I have all of the kids doing some logic type stuff; problem solving and the like. They all do Critical Thinking Co’s Building Thinking Skillsword ladders, and logic links.

For history, I use Susan Wise Bauer’s A Story of the World, and Joy Hakim’s A History of US  (world and US history respectively). Iuse Highlights Top Secret Adventures and Which Way USA for geography and social studies. I use SuperCharged Science for science along with Usborne Books about science.

For piano I use Piano Adventures by Nancy and Randall Faber both primer level and level 1. For foreign language I use Rosetta Stone: Spanish. For typing, I use Type to Learn 4. For handwriting, I use Handwriting Without Tears which teaches print and cursive. For computer science, I use Scratch by MIT and Lego Mindstorms NXT 2.0.

That’s pretty much it.

note: I do not work for any of the above mentioned companies and no one from any of the above mentioned companies as given me anything for mentioning them. Everything is my own opinion based upon experience with curricula I have purchased with my own money after my own research.

The thing about homeschooling is there are so MANY choices. I could choose to go any direction in any subject I want. I new from the beginning that Unschooling would not work for us. It is too unstructured. I seek structure and life with Chi requires structure. I, originally, wanted to do Classical Education with my kids and read the book The Well-Trained Mind by Susan Wise-Bauer and Jessie Bauer. It was very informative and helpful in choosing what curricula I started out using with my kids.

Well, as it turns out, Classical Education is FINE in THEORY, but not so much in implementation in my household. Memorizing everything under the sun works for Chi and Pieces (Pieces is practically a memorization prodigy, and I thought Chi was amazing at memorization), but Pynni HATE-HATE-HATE-HATES it. So it’s not working for her. As you know, if you’ve read anything of my blog in the past, not much I started out using worked for Pynni at all. I’ve changed things around for Chi, too, but not as much as I have for Pynni.

Now we’d started out using Saxon Math, Pynni and I. It is very dense, very comprehensive, very expensive, VERY BORING. At least if one is Pynni Pi, which she is. I realized a few months in to school last year, that even I dreaded the opening of that tome of mathematics. So I went to the Homeschool Gathering Place to research and ask questions. I came away with Life of Fred: Apples. I was excited. Literary math! Who knew?

Pynni has loved it. Me? Not so much. I remain unconvinced that she is getting everything out of the reading that is expected of her. There are many large concepts she just isn’t getting. I keep having to break out other mathematics resources to fill in, what feels like, giant gaps in her knowledge and understanding. That isn’t working for me.
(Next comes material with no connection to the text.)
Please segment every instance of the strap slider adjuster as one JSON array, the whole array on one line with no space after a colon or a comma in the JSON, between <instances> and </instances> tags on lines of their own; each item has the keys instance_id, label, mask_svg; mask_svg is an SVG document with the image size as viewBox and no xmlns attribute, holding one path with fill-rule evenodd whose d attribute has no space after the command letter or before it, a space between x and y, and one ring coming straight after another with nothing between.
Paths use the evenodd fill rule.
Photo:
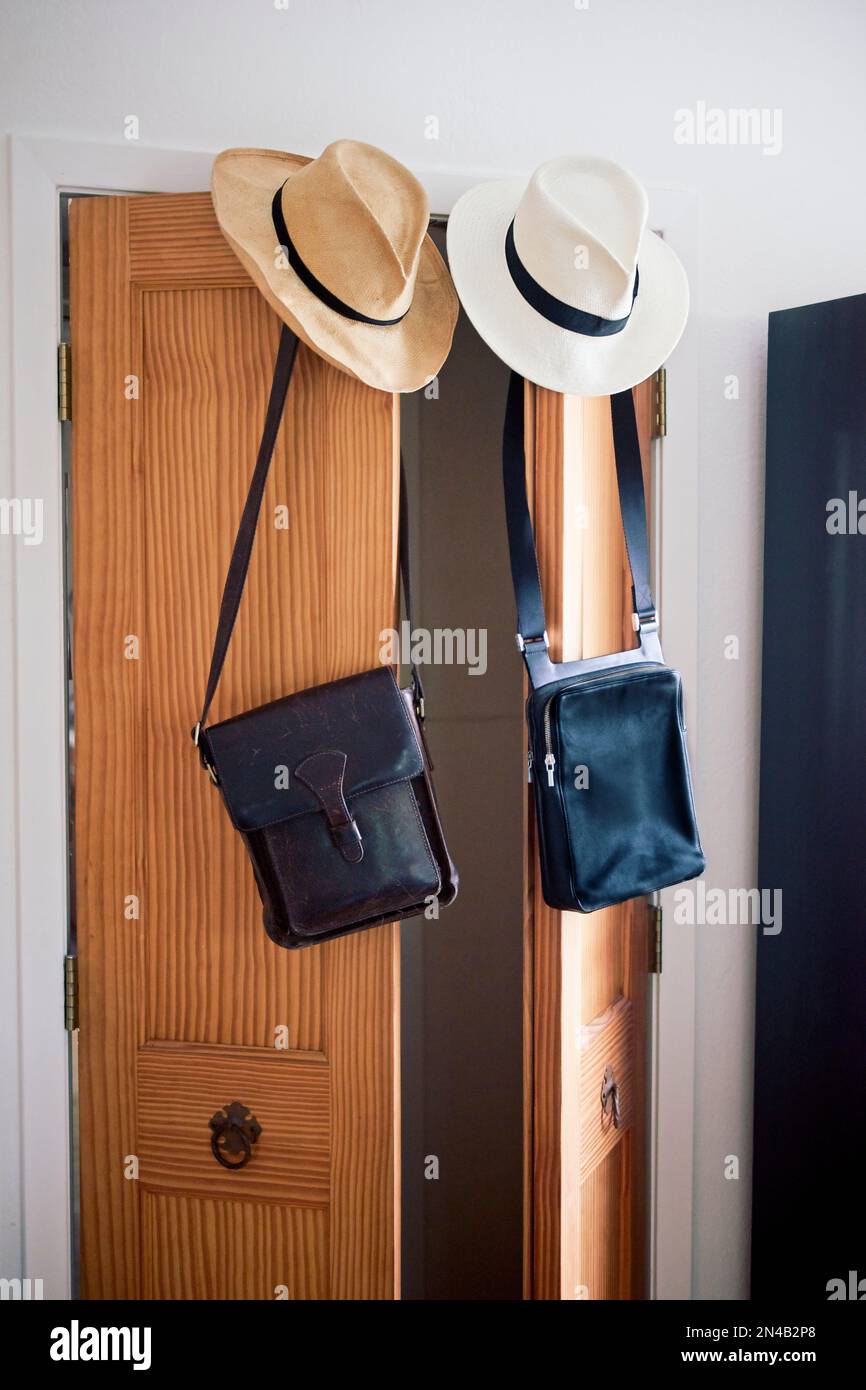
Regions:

If we switch away from Fred, Pynni will be very upset with me.

For now, I’m working with Critical Thinking math workbooks and using the Math-U-See curriculum (which is what I’m using with the boys) to fill in the blanks, but it feels like a lot of extra work, when just switching to Math-U-See would work just as well all on it’s own. Or maybe I should switch to a whole other math curriculum? Singapore Math has all the pictures and color that Pynni could want, like the Critical Thinking books, but it comes with instructional material. ugh.

So the evolution of my homeschool continues.

I’ve occasionally looked around to find a “schooling” philosophy to follow, but I’ve decided to have my own philosophy and teach my kids the way that works. I’ve met many families who homeschool through various functions and get-togethers and I’ve discovered that really, no two home schools are alike. Which is fitting, really, when you consider how different each individual child is and how amazing home school can be at catering to the individual. I know it’s why we chose to homeschool, and why we will continue to do so.